Wait, this is not an indictment on their stellar marital record of faithfulness and devotion. In fact, I would not be surprised if their wives had at some point in their marriage felt the same way too (blatant honesty cuts both ways). But I guess compelling love and personal civility prevented them from full and candid disclosure. Some secrets naturally die with us because without them, our funeral would be less of a "happier" occasion.
So, I can easily imagine a better marital partner from my current wife. Underscore "better". For reasons of privacy, I shan't disclose here what qualities my hypothetical "better partner" would have that my current wife doesn't have. And I suspect the feelings are discreetly mutual. She would want a better partner too. You see, the childhood idealism in us dies hard and many of us can't honestly say that we have married our soul mate except to take that profession at face value. Soul mates are more the exception than the rule. For the rest of us, marital reality sometimes gnaws with passing time.

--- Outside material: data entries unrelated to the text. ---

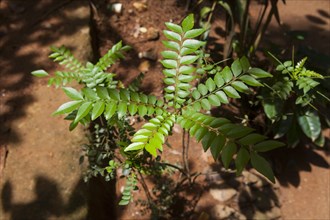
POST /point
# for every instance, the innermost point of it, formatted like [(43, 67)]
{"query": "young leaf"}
[(72, 93), (39, 73), (262, 166), (227, 153), (188, 23)]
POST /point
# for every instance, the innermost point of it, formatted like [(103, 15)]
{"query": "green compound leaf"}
[(202, 89), (193, 44), (251, 139), (110, 110), (259, 73), (67, 107), (310, 124), (240, 86), (122, 109), (241, 160), (210, 84), (171, 45), (217, 145), (174, 27), (98, 109), (222, 96), (39, 73), (168, 54), (262, 166), (188, 23), (72, 93), (227, 153), (227, 74), (267, 145), (83, 111), (172, 35), (250, 80), (187, 60), (231, 92), (219, 81), (194, 33), (236, 67)]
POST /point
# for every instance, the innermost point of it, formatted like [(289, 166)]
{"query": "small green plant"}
[(192, 88), (291, 103)]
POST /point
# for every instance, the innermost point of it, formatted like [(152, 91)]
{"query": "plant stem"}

But here is my point and it comes with unapologetic idealism. I married the first girl I fell in love with. It was like I threw in the bait and she happened to be swimming nearby. And without examining the bait, she swallowed it hook, line and sinker. Lucky throw I guess. We have issues no doubt. We are still dealing with them in our own way. 15 years and counting may be a long time from the perspective of an unmarried person but marriage is a time-distorting prism and one brief year under one roof may just feel like five long ones. You do the maths with 15 years.
So, this journey is long if one has no plans to pack up and switch ride. And love is often a local anesthesia which somehow numbs the heart at the altar and its effects fade off fast after the honeymoon period is over. Painful adjustments aside, my wife and I are in this together. This is our covenantal commitment. And if there is any change that I need to make, it is not a change of partner but a change of self. A better marital partner may be the best thing that never happened to me, but still I would not trade my wife for anyone else. Why?
For the simplest reason that the prospect of betterment is not a prospect that I relish if it is not with someone whom I had courted for 9 years, married for the last 15, started a family for the last 12, gone through much together and understood even more, and most of all, shared intimacy in a way that I can't imagine with another.
You can say that I'd got the first mover advantage. This is not a matter of semantics but it is a matter of devotion and passion because my wife is not replaceable. Our experiences are not reproducible. Our passion is not reducible. Our struggles are therefore intimate only to us. In the end, she is unique and I choose to believe that I am unique to her too. This is an immutable fact of our relationship that no amount of going back to the past can change.
If anything, it would be a different partner, better maybe, but never the same. "Better" is a relative term here prejudiced by my own current subjective experiences. See, I told you, contrarian logic because the heart has its reasons of which reason knows nothing. And most of all, with bias in my heart that may be identified as passion, commitment and devotion, this "better partner" would just not be the Anna whom I love. Period. Cheerz.